Anticlaudianus is about the nature of reason, so the work is technically a treatise on epistemology, or the study of knowledge and belief. Some of the basic fundamental assumptions we hold about the universe today was not obvious almost a thousand years ago (Alan of Lille lived in the mid 1100's). Consider also that the institution of the university was recent during his time, and his studies in Paris were absolutely formative in his approach to philosophy. Essentially, Alan believed that every belief necessitated an explanation, and since some concepts are not communicable, they must fall outside the bounds of reason.

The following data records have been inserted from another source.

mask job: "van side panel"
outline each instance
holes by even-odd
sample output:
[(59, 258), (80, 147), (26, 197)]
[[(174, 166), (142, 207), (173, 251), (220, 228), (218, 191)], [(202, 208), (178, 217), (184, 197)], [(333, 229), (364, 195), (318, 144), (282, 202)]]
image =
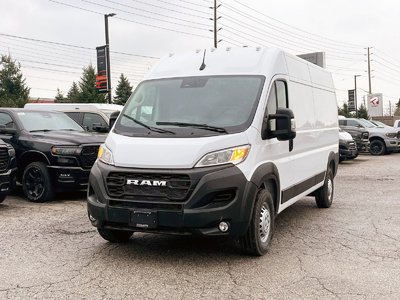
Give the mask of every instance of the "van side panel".
[(289, 108), (296, 122), (296, 138), (290, 162), (278, 165), (279, 173), (290, 177), (281, 185), (279, 211), (284, 210), (319, 186), (325, 178), (330, 153), (338, 152), (336, 97), (328, 72), (287, 56)]

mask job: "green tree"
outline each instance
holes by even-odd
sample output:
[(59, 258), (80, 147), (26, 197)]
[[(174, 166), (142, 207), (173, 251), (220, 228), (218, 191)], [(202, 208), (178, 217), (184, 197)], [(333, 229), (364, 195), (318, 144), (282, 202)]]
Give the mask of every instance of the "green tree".
[(114, 103), (125, 105), (131, 94), (132, 86), (130, 85), (128, 78), (126, 78), (124, 74), (121, 74), (115, 90)]
[(80, 103), (105, 103), (105, 94), (101, 94), (96, 89), (96, 72), (90, 64), (83, 68), (83, 74), (79, 82), (80, 93), (78, 101)]
[(76, 103), (79, 102), (80, 90), (75, 81), (72, 82), (72, 86), (67, 93), (67, 102)]
[(367, 108), (365, 107), (364, 104), (361, 104), (360, 107), (358, 108), (357, 117), (358, 118), (363, 118), (363, 119), (366, 119), (366, 120), (369, 119), (368, 111), (367, 111)]
[(30, 88), (21, 72), (21, 65), (10, 55), (0, 60), (0, 107), (24, 107)]

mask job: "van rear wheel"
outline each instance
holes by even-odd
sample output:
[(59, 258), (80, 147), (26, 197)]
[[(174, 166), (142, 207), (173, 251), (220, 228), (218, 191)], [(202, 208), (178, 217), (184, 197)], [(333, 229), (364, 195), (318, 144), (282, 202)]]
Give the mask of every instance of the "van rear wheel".
[(125, 231), (125, 230), (117, 230), (117, 229), (106, 229), (106, 228), (97, 228), (100, 236), (111, 242), (111, 243), (124, 243), (127, 242), (133, 231)]
[(328, 208), (332, 205), (333, 187), (333, 171), (332, 168), (328, 168), (324, 185), (315, 191), (315, 202), (317, 203), (318, 208)]
[(239, 242), (246, 254), (261, 256), (267, 253), (274, 232), (274, 204), (271, 193), (261, 190), (254, 204), (249, 228)]

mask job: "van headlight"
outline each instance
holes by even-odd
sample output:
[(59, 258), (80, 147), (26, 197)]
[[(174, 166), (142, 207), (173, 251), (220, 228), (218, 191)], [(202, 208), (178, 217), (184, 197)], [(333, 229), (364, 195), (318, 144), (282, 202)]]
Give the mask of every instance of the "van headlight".
[(397, 137), (397, 132), (389, 132), (385, 134), (388, 138), (394, 139)]
[(105, 144), (101, 144), (97, 154), (98, 159), (108, 165), (114, 165), (114, 159), (111, 150)]
[(232, 163), (234, 165), (241, 163), (250, 152), (250, 145), (238, 146), (225, 150), (215, 151), (203, 156), (195, 165), (198, 167), (209, 167)]

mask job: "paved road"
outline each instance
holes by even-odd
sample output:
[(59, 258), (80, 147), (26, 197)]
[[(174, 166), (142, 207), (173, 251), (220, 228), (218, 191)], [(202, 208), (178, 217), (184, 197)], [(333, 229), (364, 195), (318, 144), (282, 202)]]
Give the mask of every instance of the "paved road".
[(136, 234), (105, 242), (85, 194), (0, 205), (0, 299), (400, 299), (400, 154), (340, 165), (334, 204), (304, 198), (276, 219), (271, 249)]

Here is the central axiom of Anticlaudianus, paraphrased: Ethical, honest reasoning can discover most of the knowable aspects of the universe. This commitment to logic and observation are the fundamental aspects of the scientists from a few hundred years in Alan's future. For instance, Bacon would likely believe the same way that Alan believed about epistemology. They both believed that we could trust our senses and our instincts, and that the primary way we should focus our reasoning is the realm of concrete fact.
This work is the beginning of a long, tedious discussion, and there have been many, many thinkers who have debated the nature of reason and faith, back through Plato and up to the present day. Needless to say, these ideas may seem obvious to a modern person, but philosophically, the ideas are hard to sort out, and actually, the longer we study, the more complex it gets, so there is still much work to be done answering Alan's arguments.